Create a Custom PyTorch Dataset with a CSV File

5 min readMar 23, 2023

Introduction

The PyTorch default dataset has certain limitations, particularly with regard to its file structure requirements. Specifically, it expects all images to be categorized into separate folders, with each folder representing a distinct class. While this works well for small datasets, it becomes increasingly challenging to manage with larger datasets, such as those exceeding 100GB, as moving data into this folder structure can become prohibitively difficult.

If you’ve ever found yourself wishing for a more streamlined way to pass image paths and labels without having to shuffle data around, you’re in luck: the PyTorch custom dataset is here to fulfill your request!

This article will guide you through the process of using a CSV file to pass image paths and labels to your PyTorch dataset.

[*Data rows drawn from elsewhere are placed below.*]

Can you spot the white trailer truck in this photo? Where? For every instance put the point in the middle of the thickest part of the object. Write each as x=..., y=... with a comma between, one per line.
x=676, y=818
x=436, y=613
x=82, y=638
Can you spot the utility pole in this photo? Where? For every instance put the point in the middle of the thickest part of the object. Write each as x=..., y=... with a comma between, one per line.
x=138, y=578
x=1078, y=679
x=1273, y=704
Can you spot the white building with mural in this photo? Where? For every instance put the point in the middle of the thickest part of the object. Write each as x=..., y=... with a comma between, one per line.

By following the steps outlined here, you’ll be able to optimize your workflow and streamline your data handling process.

Problem with default Dataset

If you’re reading this article, you’re likely already aware of the limitations inherent in PyTorch’s default dataset. Nonetheless, it’s worth taking a closer look at the specific issues that this can cause for data handling. By doing so, we can better understand why a custom dataset is so crucial for optimizing your workflow and improving your overall data handling process.

Here’s a script to load the images to Pytorch dataset

# define image transformation
transformation = transforms.Compose([
        transforms.Resize((IMAGE_SIZE,IMAGE_SIZE)),
        transforms.ToTensor(),
        transforms.Normalize(mean=MEAN, std=STD),
    ])

# Load all of the images with default dataset
full_dataset = torchvision.datasets.ImageFolder(
        root=data_path, # data_path is path to directory
        transform=transformation
    )

train_size = int(0.7 * len(full_dataset))
test_size = len(full_dataset) - train_size
train_dataset, test_dataset = torch.utils.data.random_split(full_dataset, [train_size, test_size])

# Prepare data for training with DataLoaders
train_loader = torch.utils.data.DataLoader(
        train_dataset,
        batch_size=BATCH_SIZE,
        num_workers=0,
        shuffle=False)

# Prepare data for test with DataLoader
test_loader = torch.utils.data.DataLoader(
        test_dataset,
        batch_size=BATCH_SIZE,
        num_workers=0,
        shuffle=False)

The script mentioned above uses “data_path” as the directory where all images are saved in separate folders, each folder representing a specific class. This directory has a file structure similar to the screenshot shown below.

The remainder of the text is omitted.